Joe Davis, a lawyer with Beckett Lawthe firm defending Apache Stronghold said the narrow focus on Lyng is at issue with Oak Flat: He says it’s the wrong framework.

Five years after the Lyng decision, the Religious Freedom Restoration Act, or RFRA, has been passed. Because RFRA was written to expand religious protections, the Apache Stronghold seeks to have the expanded protections under RFRA applied to Oak Flat.

“This is a case, at its heart, about the Religious Freedom Restoration Act, which uses different language and is broader than the First Amendment,” Davis said.

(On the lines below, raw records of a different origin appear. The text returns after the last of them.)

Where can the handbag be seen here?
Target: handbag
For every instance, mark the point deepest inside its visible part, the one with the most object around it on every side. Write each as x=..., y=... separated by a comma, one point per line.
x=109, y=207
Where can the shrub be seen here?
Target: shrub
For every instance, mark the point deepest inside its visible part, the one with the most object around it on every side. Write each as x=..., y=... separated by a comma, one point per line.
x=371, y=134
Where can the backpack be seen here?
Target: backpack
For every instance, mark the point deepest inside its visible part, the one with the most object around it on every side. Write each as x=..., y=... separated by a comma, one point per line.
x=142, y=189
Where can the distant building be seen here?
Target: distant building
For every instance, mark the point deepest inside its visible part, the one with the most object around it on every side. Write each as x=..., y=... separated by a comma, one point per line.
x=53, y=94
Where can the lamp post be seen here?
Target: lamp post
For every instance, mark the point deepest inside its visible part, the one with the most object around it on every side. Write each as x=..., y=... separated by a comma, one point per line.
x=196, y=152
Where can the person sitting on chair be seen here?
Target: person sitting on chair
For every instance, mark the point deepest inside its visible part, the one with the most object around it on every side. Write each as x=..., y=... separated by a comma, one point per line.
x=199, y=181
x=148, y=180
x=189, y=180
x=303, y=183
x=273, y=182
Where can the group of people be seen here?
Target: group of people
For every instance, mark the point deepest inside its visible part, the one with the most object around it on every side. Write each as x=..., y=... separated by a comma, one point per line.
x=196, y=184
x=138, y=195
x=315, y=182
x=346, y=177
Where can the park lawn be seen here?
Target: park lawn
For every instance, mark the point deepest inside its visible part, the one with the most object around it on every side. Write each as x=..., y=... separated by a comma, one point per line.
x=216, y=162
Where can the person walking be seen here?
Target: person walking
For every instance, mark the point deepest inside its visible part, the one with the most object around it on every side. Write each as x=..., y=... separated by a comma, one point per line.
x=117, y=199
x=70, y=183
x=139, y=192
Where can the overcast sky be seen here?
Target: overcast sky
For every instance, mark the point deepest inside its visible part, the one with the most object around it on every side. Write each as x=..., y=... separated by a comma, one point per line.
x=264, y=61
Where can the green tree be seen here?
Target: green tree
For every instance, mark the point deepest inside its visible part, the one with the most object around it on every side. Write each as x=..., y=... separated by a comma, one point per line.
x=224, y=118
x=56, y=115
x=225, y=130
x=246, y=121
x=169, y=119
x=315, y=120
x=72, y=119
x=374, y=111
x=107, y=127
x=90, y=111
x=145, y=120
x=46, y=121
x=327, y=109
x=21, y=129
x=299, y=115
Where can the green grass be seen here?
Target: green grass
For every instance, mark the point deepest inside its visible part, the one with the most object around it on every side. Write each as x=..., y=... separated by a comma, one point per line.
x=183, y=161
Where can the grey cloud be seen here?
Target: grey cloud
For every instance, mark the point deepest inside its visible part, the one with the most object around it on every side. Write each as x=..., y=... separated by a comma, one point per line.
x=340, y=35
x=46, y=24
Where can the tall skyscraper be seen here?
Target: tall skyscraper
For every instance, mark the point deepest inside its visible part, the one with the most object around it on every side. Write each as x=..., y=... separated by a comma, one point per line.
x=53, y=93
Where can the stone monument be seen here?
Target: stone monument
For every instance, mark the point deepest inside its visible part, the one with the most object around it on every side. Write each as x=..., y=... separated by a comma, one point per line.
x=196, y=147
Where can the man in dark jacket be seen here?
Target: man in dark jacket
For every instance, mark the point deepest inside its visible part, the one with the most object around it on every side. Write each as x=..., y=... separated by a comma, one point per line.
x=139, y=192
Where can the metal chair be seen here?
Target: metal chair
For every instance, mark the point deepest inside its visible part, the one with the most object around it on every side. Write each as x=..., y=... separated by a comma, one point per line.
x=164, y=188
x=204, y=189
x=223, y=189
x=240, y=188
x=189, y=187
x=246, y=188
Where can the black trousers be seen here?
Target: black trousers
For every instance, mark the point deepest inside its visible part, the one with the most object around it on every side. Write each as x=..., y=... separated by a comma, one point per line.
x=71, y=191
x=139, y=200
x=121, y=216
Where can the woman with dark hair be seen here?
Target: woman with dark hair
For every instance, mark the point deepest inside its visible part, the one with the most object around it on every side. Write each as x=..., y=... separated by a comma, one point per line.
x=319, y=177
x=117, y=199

And that argument has some history with the courts. In 2012, Becket did too Hobby Lobby defended at the Supreme Court and won with the help of the Religious Freedom Restoration Act. In that case, the court ruled that the family that owns Hobby Lobby could, under RFRA, refuse to provide birth control to employees under federal insurance laws because of religious beliefs. In essence, the court found that the federal government imposed a substantial burden because the use of birth control violated the owners’ religious liberties.

“Starhorse Lobby shows that RFRA is very powerful,” Davis said. “This case is an opportunity for the Supreme Court to fulfill the promise of RFRA.”

The Ninth Circuit held that in Oak Flat, substantial burden was not met, citing the Lyng case. But the Lyng case does not define substantial burden, RFRA does, and Davis argues that the court made a leap by applying substantial burden when the concept was not used in the Lyng case. Basically, the court did not use the broad protections provided by RFRA and instead applied a ruling from a pre-RFRA world.

If the case is picked up by the US Supreme Court and Apache Stronghold wins, it will help clear up a significant burden. But with that clarity, there may be many more legal battles to come that test the limits of the First Amendment for indigenous peoples.

“It can help us in the sense that a significant burden now encompasses more land-based religions,” said Beth Margaret Wright at the Native American Rights Fund. “But this does not necessarily mean that our land-based religions and practices are protected forever.”

A spokesman for the US Forest Service, the agency named in the lawsuit, declined to comment, citing ongoing litigation.